Not that good character is one of the important requirements in the Torah, but it is the most important requirement. That’s what the Gra says in the sefer Even Sheleimah. One of the very first statements in that sefer is that everything that we do in our lives depends on character traits. “If he won’t work on his character, what is the purpose of life?” is what he says.
So you might say, “Is that so important? Isn’t the most important thing to obey the Torah, to know the Torah?”. Look, the Gra certainly holds that it is necessary to obey everything and to learn. He learned all the time; he was famous for his diligence in studying Torah. And still this great navigator in the yam haTalmud, who spent his life traveling the seas of the Shas, he tells us that the fulfillment of the entire Torah depends on middos.
That’s one of the important things that Hashem is looking for in us. It’s the derech Hashem we are expected to walk on and that means that we have to get busy; we have to start walking that path by healing our character traits. Most of us are sick, some of us very sick, and we have to learn how to heal ourselves.
Part II. The Right Path
The Rambam, in Hilchos Deios, perek sheini, states as follows. I will say it in translation. “Those who are physically ill sometimes feel that sweet things are bitter, and bitter things sometimes they feel are sweet. Some sick persons desire such foods that are not fit for eating – sometimes they eat even dirt or charcoal – and they reject good food like bread and meat; depending on the nature of the illness.

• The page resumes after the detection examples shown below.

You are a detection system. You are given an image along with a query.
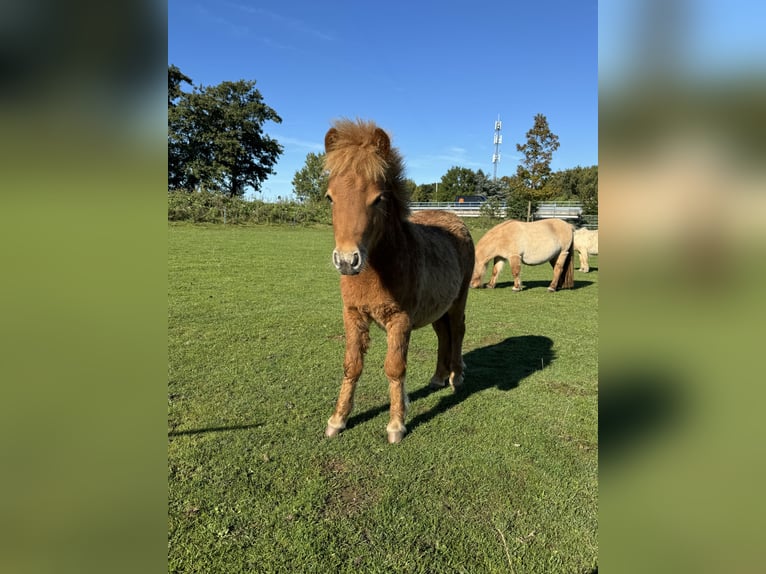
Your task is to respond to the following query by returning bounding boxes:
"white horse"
[574,227,598,273]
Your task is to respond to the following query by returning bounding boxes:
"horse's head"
[325,120,408,275]
[470,259,487,289]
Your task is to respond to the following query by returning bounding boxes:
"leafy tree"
[168,65,192,108]
[474,170,508,201]
[502,175,537,221]
[516,114,559,199]
[168,66,283,196]
[293,152,329,205]
[434,167,477,201]
[412,183,436,205]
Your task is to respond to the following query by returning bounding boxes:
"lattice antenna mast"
[492,114,503,181]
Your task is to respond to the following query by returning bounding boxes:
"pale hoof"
[449,373,464,393]
[428,376,447,390]
[324,425,346,438]
[388,430,407,444]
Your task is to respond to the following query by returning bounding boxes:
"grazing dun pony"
[574,227,598,273]
[471,219,574,291]
[325,119,474,443]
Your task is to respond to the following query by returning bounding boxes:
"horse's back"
[408,210,474,328]
[482,219,572,265]
[410,210,474,270]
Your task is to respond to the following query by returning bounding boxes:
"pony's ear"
[324,128,338,152]
[373,128,391,157]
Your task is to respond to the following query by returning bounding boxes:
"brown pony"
[325,119,474,443]
[471,219,574,291]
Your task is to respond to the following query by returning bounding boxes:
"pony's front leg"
[548,251,569,292]
[580,249,590,273]
[509,255,521,291]
[324,309,370,437]
[384,314,412,443]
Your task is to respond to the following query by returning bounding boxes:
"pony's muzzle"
[332,249,364,275]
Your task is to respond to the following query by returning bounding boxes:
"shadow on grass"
[168,423,263,437]
[488,280,593,291]
[347,335,556,433]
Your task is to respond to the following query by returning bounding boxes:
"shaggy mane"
[325,119,410,216]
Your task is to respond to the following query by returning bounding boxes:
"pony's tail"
[559,249,574,289]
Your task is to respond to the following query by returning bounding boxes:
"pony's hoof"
[428,376,447,391]
[388,430,407,444]
[449,373,463,393]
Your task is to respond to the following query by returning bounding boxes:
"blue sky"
[168,0,598,200]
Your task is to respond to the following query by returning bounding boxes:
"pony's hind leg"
[448,304,467,391]
[548,251,569,292]
[428,313,452,389]
[487,257,505,289]
[325,309,370,437]
[384,313,412,443]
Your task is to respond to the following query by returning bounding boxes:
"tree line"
[168,65,598,217]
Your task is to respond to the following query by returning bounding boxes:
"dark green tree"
[434,166,477,201]
[516,114,559,199]
[168,66,283,197]
[168,65,193,108]
[412,183,436,205]
[293,152,329,202]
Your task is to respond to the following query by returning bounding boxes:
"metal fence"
[410,201,598,229]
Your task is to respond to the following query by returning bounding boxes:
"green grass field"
[168,221,598,574]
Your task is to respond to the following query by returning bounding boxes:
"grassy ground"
[168,225,598,574]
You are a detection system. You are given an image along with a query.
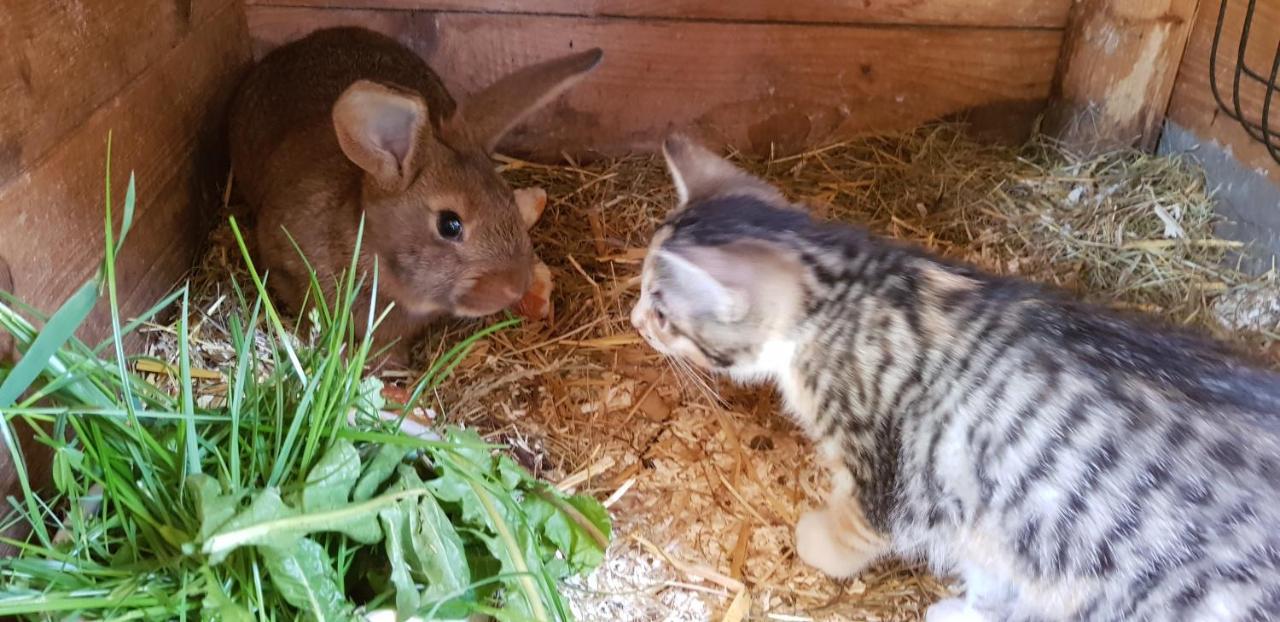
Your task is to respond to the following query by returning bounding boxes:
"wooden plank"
[248,6,1061,159]
[0,5,248,338]
[246,0,1071,28]
[1044,0,1197,151]
[1169,0,1280,176]
[0,0,233,184]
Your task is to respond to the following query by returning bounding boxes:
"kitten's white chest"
[732,339,814,433]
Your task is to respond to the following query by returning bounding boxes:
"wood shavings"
[146,125,1274,622]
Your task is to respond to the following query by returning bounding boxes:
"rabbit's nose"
[458,266,532,316]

The Rambam continues: “That’s how it is when a person is physically sick. But similarly, there are persons whose characters are sick, and they love wrong attitudes and they despise the right way. And they are loathe, they’re lazy to walk in the paths of righteousness, depending on the nature of their illness. And Yeshaya the Navi said about these people, הָאֹמְרִים לָרַע טוֹב וְלַטּוֹב רָע – Woe to those people who say about good that it’s evil and about evil that it’s good.
Now, we’re not talking about people who don’t believe in the Torah. We’re not talking about liberals, people who have been ruined by the public school system. That’s not the Rambam’s audience; he’s not talking to college professors. He’s talking to Orthodox Jews who were then the body of the Jewish people, people who believe in the Torah and who obey its laws. And yet, even shomrei torah u’mitzvos, certainly it is possible for their characters to be corrupt. They can be ill in their attitudes and in their emotions; it’s not middos, it’s much more than that – it’s attitudes.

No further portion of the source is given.